Although this may sound simplistic, what would it take really for each of us to commit, wherever we are to building active organised units of this new alternative party? And actively canvass for membership for those units?
Let us say across the world we number maybe only 20,000 politically conscious activists and active citizens; let us say further that only 5,000 of us heed this call and take to organising actively and proactively this alternative party platform; let us further suppose that each of these 5,000 are able to establish active party units, and are able to convince 100, or 200 other citizens to join the unit; what this will translate into is a party with active membership base of between 500,000 and 1,000,000 members!
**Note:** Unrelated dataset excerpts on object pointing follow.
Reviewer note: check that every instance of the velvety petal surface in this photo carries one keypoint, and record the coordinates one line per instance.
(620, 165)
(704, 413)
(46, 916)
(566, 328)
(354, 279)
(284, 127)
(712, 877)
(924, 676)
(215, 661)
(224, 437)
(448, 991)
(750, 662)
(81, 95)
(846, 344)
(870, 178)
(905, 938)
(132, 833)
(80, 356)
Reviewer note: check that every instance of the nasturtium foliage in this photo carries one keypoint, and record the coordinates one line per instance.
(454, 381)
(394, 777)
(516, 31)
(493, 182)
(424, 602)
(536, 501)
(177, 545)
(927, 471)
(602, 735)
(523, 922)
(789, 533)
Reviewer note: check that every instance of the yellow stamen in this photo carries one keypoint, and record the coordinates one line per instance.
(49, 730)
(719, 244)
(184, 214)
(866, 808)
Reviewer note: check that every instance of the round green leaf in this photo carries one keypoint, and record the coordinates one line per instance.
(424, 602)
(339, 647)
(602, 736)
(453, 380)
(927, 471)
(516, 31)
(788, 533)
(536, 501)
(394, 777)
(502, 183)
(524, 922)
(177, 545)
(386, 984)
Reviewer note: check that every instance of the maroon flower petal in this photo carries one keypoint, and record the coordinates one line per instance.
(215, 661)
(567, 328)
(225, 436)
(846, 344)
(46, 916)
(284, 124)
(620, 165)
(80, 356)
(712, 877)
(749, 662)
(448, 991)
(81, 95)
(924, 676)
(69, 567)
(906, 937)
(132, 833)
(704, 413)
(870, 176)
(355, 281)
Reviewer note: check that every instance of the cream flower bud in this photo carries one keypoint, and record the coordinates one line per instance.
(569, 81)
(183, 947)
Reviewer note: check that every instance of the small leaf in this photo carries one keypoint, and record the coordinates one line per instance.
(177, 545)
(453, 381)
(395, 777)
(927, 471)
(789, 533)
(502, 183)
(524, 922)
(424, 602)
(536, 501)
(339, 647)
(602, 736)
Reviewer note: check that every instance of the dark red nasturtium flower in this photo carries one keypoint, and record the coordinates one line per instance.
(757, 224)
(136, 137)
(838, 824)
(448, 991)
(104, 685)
With such a mass movement party would we not be able to confront in political battle all the major factions of this treacherous, ruinous, gluttonous and treachery looting thieving ruling political elites; PDP and APC and the other ones?
Is it not preferable to build up the necessary political capacity in this way, still in contestation with the ruling elites, but on our own turf rather than in a blistering battle within one of their parties?
For me, and a growing number of others, the choice is clear! We lack the capacity now because we are operating as individuals or at best grouplets; we can and must build up the necessary political capacity; we can achieve this in a manner that qualitatively transforms the political process only if we build autonomously of the ruling elites!
It can be done, and it shall be done! The largest parties in Greece and Italy today did not exist two years ago; they are led by people without a link with the discredited establishment!
And they are peopled and supported by citizens disillusioned with the establishment. Our task is to provide a genuine alternative, not to help a faction of the discredited ruling elites re-invent itself.